I could see that Mgr. Smith was smiling at that, but he made no reply and Dr. Tate continued.  “The archæologists call it the story of the Angel of Death,” he said, “but I don’t know how that name was first used.  It seems that this story itself had been handed down from mediæval times, when the house that is now called Tipton Farm House was the only habitation of any size about here, and must have been something like a small castle.  It was in ruins for centuries, and rebuilt in Georgian times.  If you go there any time you can see that some of the walls are three feet thick.  What those walls could tell!”
“Why?” asked Mgr.  Smith innocently.  “Does their thickness mean that they are the kind of walls which have ears?”

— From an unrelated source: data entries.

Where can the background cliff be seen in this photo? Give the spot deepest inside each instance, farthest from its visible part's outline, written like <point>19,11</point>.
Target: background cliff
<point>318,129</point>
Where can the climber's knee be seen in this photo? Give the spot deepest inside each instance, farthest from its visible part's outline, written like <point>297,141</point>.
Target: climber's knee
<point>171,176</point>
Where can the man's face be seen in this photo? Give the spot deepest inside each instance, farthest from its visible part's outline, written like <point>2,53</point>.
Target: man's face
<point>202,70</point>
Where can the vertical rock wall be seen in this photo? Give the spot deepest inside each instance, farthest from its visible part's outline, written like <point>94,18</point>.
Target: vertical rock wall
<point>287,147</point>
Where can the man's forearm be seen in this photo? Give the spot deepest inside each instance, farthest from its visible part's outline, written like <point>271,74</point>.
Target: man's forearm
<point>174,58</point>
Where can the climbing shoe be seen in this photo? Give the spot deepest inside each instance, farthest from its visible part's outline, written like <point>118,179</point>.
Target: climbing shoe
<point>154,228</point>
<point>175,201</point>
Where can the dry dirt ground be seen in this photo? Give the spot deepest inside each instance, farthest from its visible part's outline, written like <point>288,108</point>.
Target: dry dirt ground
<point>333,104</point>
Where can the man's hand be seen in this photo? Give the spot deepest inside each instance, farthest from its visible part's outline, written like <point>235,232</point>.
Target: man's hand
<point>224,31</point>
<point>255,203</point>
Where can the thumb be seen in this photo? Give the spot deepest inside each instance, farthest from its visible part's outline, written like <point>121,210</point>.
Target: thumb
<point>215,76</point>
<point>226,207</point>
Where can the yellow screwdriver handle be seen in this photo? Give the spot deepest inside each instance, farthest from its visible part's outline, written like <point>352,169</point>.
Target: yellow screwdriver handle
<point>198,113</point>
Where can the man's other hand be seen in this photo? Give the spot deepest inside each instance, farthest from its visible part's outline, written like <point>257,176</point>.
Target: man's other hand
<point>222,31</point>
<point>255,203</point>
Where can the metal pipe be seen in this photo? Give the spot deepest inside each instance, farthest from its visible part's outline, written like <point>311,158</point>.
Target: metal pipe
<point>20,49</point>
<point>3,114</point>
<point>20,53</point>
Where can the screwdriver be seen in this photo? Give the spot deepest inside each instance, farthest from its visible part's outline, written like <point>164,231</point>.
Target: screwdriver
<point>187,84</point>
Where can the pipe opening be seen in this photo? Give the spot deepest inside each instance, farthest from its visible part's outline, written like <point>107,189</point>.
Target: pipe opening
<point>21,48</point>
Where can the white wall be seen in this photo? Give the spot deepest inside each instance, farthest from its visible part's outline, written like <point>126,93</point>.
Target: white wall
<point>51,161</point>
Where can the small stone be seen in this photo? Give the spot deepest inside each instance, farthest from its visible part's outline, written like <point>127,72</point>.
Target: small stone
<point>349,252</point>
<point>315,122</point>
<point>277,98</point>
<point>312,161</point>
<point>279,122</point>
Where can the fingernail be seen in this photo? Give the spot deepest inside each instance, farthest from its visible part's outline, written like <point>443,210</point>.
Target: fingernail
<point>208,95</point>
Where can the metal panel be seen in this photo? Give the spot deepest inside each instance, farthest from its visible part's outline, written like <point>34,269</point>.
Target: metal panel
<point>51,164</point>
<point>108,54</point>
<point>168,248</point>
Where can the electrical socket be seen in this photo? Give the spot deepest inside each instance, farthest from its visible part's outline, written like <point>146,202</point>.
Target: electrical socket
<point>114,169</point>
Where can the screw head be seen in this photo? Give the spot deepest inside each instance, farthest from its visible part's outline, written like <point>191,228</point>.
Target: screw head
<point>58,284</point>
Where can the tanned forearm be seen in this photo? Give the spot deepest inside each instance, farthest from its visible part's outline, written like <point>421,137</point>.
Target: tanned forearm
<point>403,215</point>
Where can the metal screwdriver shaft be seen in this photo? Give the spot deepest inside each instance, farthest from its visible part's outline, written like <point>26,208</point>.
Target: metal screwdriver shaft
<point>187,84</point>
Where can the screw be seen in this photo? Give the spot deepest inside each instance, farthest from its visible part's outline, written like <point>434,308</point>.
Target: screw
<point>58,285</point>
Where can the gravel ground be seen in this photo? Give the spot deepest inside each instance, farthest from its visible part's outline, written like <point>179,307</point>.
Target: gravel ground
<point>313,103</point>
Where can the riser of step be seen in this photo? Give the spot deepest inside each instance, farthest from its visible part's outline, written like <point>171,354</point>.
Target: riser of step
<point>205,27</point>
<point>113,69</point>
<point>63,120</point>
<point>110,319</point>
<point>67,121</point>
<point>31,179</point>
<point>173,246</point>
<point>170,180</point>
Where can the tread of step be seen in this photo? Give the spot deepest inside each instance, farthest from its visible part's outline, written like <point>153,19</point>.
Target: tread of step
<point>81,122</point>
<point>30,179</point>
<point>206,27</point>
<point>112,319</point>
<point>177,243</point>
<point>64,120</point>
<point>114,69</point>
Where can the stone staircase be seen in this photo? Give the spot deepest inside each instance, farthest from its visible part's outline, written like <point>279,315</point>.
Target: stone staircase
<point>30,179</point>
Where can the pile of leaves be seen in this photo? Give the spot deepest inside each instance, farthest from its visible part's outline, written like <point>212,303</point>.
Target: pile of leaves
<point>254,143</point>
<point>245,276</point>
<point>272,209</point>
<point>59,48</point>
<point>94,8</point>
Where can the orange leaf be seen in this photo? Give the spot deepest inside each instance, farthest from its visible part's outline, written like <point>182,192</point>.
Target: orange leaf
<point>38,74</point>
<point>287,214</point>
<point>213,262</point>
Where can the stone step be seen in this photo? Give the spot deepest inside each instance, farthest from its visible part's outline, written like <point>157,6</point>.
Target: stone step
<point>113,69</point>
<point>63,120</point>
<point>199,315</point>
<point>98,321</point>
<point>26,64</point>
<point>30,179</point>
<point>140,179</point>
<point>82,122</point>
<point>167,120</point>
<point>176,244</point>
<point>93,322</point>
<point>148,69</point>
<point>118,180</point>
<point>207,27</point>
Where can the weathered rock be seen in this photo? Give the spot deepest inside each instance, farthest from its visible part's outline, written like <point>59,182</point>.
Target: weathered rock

Dr. Tate continued.  “I forget the name of the family,” he admitted, “but they were, of course, Catholics, and had all the faith of people of your religion in bogeys, and what not.”
“Bogeys?” asked Mgr. Smith.
“Well, you know the sort of thing.”
“I’m afraid I don’t,” said Mgr. Smith.
“Well, hang it, do you believe in devils?” challenged Dr. Tate.
“Do you believe in germs?” retorted Mgr. Smith.
Dr. Tate decided to leave this treacherous ground.  “At all events, the members of this family were superstitious.  And the head of it, Sir Giles something or other, was the most superstitious of all.  For years before he finally died, he claimed to have visions of the death that awaited him.  It was no ordinary death . . .”
“What is an ordinary death?” asked Mgr. Smith.
“Well—death from some illness . . . death in bed.”
“I see.  An ordinary death is one in which the deceased was attended by a doctor, perhaps?”
“Yes.  No.  I mean . . . well, whatever an ordinary death may be, the death visualized for himself by Sir Giles was very far from ordinary.  He said he could see him coming—the Angel of Death himself.  He came through the air on great black wings.  He was clad in black from head to foot, and he held a sword in his hand.
“What was the sword for?” asked Mgr. Smith.
“To strike with.”
“I see.  I thought its use might be to perform an operation.”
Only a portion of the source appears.